Сейчас иногда думаю: как же эта женщина любила моего отца, если хотела удочерить ребенка, рожденного от него другой женщиной! Что касается мамы, то она, мне кажется, порой жалела, что не выполнила ее просьбу. Не раз потом слышала брошенное в сердцах: «Из-за тебя мне было очень тяжело устроить личную жизнь: кому нужна тетка с «хвостом», когда кругом молодых девчонок полно, а мужиков после войны — раз-два и обчелся?! Токарев тоже хорош — знал, что скоро умрет, а ребенка все равно заставил рожать!» Любила ли мама Эдуарда Яковлева или вышла замуж только потому, что позвал, не знаю. А он обожал ее всю жизнь.

Судя по единственной в нашем семейном архиве фотографии отца, я очень на него похожа.

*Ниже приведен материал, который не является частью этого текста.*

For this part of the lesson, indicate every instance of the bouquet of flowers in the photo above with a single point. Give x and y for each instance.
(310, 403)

Какие чувства эта схожесть вызывала в душе мамы, сказать трудно. Но в детстве и юности я часто слышала от нее: «Посмотри на сестру — красавица! А у тебя не лицо, а луна!» А уж когда пошли подростковые прыщи, наслушалась о своей внешности такого, что и вспоминать не хочется. Ради справедливости скажу, что именно мама избавила меня от жуткой красной сыпи, принося свежее, только что сваренное пиво. Узнав от кого-то о «лучшем средстве от прыщей», каждый день после работы, сделав крюк, она заходила на пивной заводик и тащила тяжелую банку домой. Пила я «лекарство» с большим удовольствием и по сей день предпочитаю хорошее пиво любым другим напиткам, в том числе и крепким.

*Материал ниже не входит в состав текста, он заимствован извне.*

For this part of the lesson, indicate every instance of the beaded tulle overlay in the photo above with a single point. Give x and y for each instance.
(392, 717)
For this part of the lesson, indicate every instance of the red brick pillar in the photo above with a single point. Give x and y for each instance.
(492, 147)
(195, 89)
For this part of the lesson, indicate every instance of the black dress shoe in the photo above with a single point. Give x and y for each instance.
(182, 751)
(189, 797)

Не могу не быть благодарной маме и за то, что тайком от Эдуарда Семеновича она отправила меня в Москву.

Когда я сказала, что хочу поступать в театральный, отчим поднял крик: «Все артистки — гулящие! Чтобы потом в глаза тобой тыкали: «Таньку в шлюхи отдал!»? Ни копейки от меня на Москву не получишь! Здесь поступай — в Донецке институтов полно!»

Мама слушала молча, а потом позвала меня на кухню: «Не расстраивайся — поедешь в свой театральный. У моей приятельницы брат в драматическом театре работает — попрошу, чтобы с тобой позанимался. Я ведь сама мечтала стать артисткой. Не получилось — может, у тебя получится».

Была ли у меня уверенность, что поступлю? Нет, конечно. С такими-то комплексами! Но к желанию стать актрисой прибавлялось еще одно — поскорее уехать из дома.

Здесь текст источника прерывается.